Fossilized: back for more bluegrass

What a difference a year makes. Last year temperatures hovered around 100 during the day and were in the 80s at night during the Wheeler County Bluegrass Festival in Fossil.

This year, Friday was cold and cloudy with temps barely getting into the high 50s. That evening the mercury edged into the high 30s. How the musicians performed so ably in the windy temps during the evening part of the Friday night program, is to their everlasting credit.

As it has in the past, the Wheeler County Bluegrass Festival proved to be a special even if you're not a bluegrass fan. If you are, it's a must visit.

This year's schedule had been altered somewhat to accommodate an influx of vintage cars on Saturday. That meant that the annual Fourth of July parade took place on Friday. And what a short, sweet and heartfelt parade it is.

If you took all the groups that make up the parade and bunched them together, they would stretch two blocks in length.

Leading off was this year's parade on horseback was Wheeler County queen along with one of her court members. Then came a kazoo band, a few vintage cars, a car-drawn wagon packed with armed services veterans, and two people trying as hard as possible to look like dinosaurs in honor of Fossil's most famous product-fossilize bones.

Shortly after the parade ended, the music began down on the Courthouse grounds.

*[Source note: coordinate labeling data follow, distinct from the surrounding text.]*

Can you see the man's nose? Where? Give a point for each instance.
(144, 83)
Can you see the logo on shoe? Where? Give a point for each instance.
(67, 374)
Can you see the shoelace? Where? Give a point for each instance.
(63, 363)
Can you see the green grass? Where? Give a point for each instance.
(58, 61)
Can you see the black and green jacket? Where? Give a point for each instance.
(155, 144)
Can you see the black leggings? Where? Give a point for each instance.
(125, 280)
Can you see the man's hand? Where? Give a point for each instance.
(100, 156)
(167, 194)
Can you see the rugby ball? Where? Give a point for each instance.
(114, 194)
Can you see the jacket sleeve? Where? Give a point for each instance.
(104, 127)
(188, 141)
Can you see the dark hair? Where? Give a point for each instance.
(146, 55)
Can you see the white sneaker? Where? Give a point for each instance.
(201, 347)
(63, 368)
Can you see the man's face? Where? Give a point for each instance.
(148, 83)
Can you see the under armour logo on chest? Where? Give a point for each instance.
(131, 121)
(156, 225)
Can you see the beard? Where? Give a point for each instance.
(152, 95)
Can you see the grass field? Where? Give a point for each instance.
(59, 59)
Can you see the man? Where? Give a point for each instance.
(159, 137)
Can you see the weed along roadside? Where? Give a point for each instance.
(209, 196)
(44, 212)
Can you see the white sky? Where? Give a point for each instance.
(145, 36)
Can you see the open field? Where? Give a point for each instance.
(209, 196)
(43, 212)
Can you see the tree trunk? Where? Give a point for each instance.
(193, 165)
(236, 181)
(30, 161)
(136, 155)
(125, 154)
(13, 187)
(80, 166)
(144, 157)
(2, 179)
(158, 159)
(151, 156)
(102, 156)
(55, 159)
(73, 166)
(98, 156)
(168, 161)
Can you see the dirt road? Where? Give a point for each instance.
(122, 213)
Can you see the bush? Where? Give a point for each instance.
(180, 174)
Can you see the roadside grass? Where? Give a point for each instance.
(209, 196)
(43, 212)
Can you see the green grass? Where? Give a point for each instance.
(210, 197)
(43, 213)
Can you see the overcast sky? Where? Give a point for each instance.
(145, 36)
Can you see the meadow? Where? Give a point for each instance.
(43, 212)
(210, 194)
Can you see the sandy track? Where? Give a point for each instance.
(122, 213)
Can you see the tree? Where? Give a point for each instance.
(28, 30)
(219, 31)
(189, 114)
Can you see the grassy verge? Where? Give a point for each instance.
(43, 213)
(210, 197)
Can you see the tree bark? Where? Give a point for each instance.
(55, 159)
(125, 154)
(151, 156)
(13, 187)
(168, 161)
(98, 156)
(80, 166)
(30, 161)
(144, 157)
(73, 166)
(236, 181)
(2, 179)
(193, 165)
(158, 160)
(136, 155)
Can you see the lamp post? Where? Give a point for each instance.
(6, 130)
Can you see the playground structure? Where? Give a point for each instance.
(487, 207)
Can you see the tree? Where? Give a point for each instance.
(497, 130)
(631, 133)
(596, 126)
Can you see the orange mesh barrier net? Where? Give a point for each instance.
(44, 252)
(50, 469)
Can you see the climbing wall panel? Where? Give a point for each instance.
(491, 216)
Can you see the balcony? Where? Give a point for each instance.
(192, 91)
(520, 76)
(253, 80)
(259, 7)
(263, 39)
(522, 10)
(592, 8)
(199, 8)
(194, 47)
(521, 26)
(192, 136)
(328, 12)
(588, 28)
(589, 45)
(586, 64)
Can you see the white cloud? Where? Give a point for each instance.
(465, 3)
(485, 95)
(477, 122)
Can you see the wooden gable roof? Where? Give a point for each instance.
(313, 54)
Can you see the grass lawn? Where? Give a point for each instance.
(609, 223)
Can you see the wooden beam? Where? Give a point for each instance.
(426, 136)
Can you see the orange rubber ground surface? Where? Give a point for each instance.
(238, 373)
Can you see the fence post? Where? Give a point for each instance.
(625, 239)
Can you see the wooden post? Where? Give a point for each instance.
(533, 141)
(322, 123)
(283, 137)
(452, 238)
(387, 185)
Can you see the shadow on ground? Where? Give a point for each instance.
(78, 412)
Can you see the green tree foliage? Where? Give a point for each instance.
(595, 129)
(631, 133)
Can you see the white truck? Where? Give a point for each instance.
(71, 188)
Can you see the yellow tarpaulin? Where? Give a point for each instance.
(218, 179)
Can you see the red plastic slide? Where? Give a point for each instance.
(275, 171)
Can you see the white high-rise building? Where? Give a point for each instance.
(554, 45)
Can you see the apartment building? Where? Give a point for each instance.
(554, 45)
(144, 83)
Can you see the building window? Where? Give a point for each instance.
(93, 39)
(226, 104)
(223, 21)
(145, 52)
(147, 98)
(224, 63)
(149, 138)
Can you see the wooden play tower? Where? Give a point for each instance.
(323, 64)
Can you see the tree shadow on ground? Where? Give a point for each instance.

True to form, Festival organizer Jay Bowerman kept to a tight schedule bringing bands on one-by-one from the late afternoon until 9 p.m. with a melodrama performance to offer a break in the music.

There was plenty of Bend music talent on stage from Quincy Street with locals Eric and Marlene Alexander, Bowerman, and Loren Irving and the band Back From The Dead with Ted Schoenborn, John Head, and Dave Ledder.

Stealing the show were Oregon's popular all-female band, Misty River, as consistent as ever in their playing, and the tart-tongued, tight playing Great Northern Planes. For those keeping score, Great Northern Planes mixed up traditional bluegrass with acappela gospel and two, count 'em, two Merle Haggard tunes.

Aside from the acts on stage, a lot of Festival attendees come to be part of the Saturday morning workshops. At the workshops, players in specific instrument groups (including vocals), learn the same song and then come together to perform it on stage. It's a truly rewarding experience.

However, the most rewarding part of the weekend might be the crowd. In one of the songs he's written, Bowerman bemoans the loss of rural life in America. Yet in Fossil, it's still alive and with it many wonderful people you get the chance to meet and talk with while the music plays on.